Looking at the tray properly for the first time, I realize something: I’ve ordered too many dishes which are basically a bowl of gloopy stuff. But how was I meant to know? Why doesn’t the website have a ‘gloopy stuff’ algorithm? There should be a helpful pop-up box: Did you mean to order so much gloopy stuff? I might suggest it to them, in an email.

‘You haven’t eaten anything yet!’ I say, handing Dan a spherical dumpling-like object. ‘This is an idli. It’s Indian. Made from fermented batter.’

‘Right.’ Dan looks at the idli, then puts it down. ‘Wow. This is really …’

‘It’s different, right?’ I say eagerly. ‘Not what you were expecting.’

‘Absolutely not,’ says Dan, sounding heartfelt. ‘Very much not what I was expecting.’

‘So, dive in!’ I spread my hands wide. ‘It’s all yours!’

‘I will! I will!’ He nods lots of times, almost as though he’s having to convince himself. ‘It’s just hard to know where to start. It all looks so—’ He breaks off. ‘What’s this one?’ He prods the German meat dish.

‘Leberkäse,’ I read from the menu. ‘It literally means, “liver cheese”.’

Dan makes a sort of gulpy sound, and I give him a bright, encouraging smile, even though I’m slightly regretting having said ‘liver cheese’ out loud. It’s not necessarily what you want to hear first thing in the morning, is it, ‘liver cheese’?

‘Look,’ I continue. ‘You love rye bread, so why not start with that?’
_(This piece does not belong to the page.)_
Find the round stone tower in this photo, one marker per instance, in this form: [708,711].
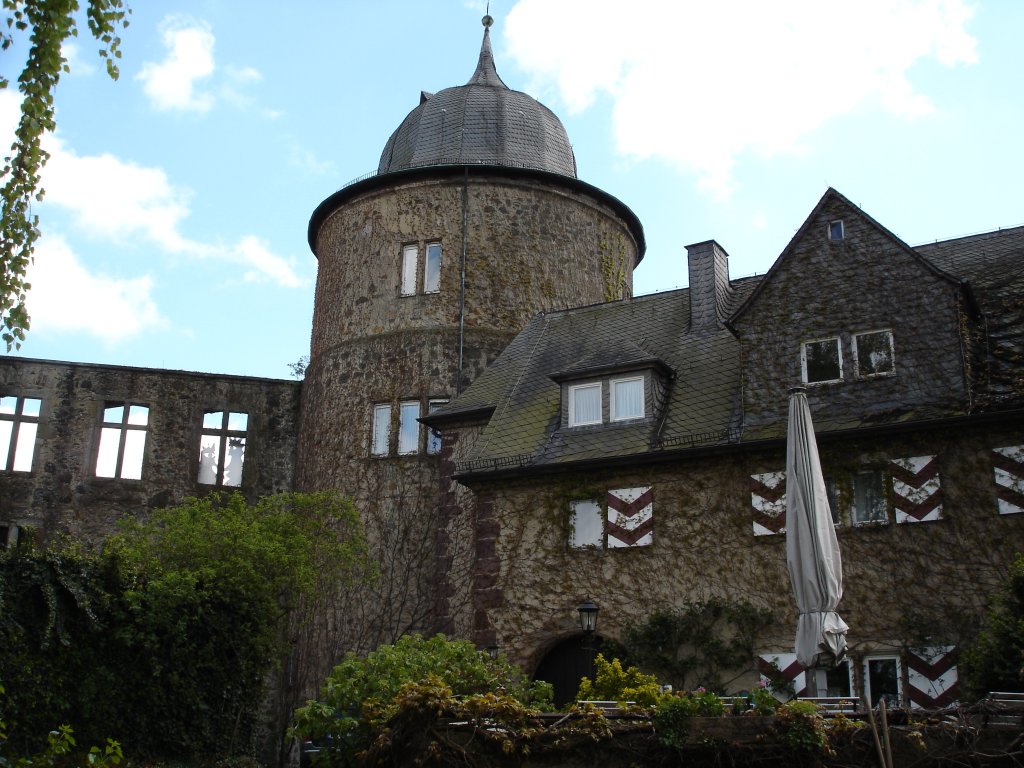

I push the Scandinavian dish towards him. It’s marinated fish with rye bread and sour cream. Perfect. Dan loads up his fork, and I watch expectantly as he takes a mouthful.

‘Oh my God.’ He claps his hand to his mouth. ‘I can’t …’ To my dismay, he’s gagging. He’s retching. ‘I’m going to …’

‘Here.’ In panic, I thrust a napkin at him. ‘Just spit it out.’

‘I’m sorry, Sylvie.’ As Dan finally mops his mouth, he’s shuddering. His face has gone pale, and I notice a bead of sweat on his brow. ‘I just couldn’t. It tasted like some kind of decaying, putrefying … what is that?’

‘Have some liver cheese to take away the taste,’ I say, desperately pushing the plate towards him, but Dan looks like he might retch again.

‘Maybe in a minute,’ he says, looking a little wildly around the tray. ‘Is there anything … you know. Normal?’

‘Er … er …’ Frantically I scan the menu. I’m sure I ordered some strawberries. Where the hell are they?

Then I notice a tiny box at the bottom of the menu: Please accept our apologies. The strawberry platter is unavailable, so we have substituted Egyptian foul medames.

Foul medames? I don’t want foul bloody medames. I look at the tray and feel a crash of despair. This whole breakfast is foul. It’s gloopy and weird. I should have bought croissants. I should have made pancakes.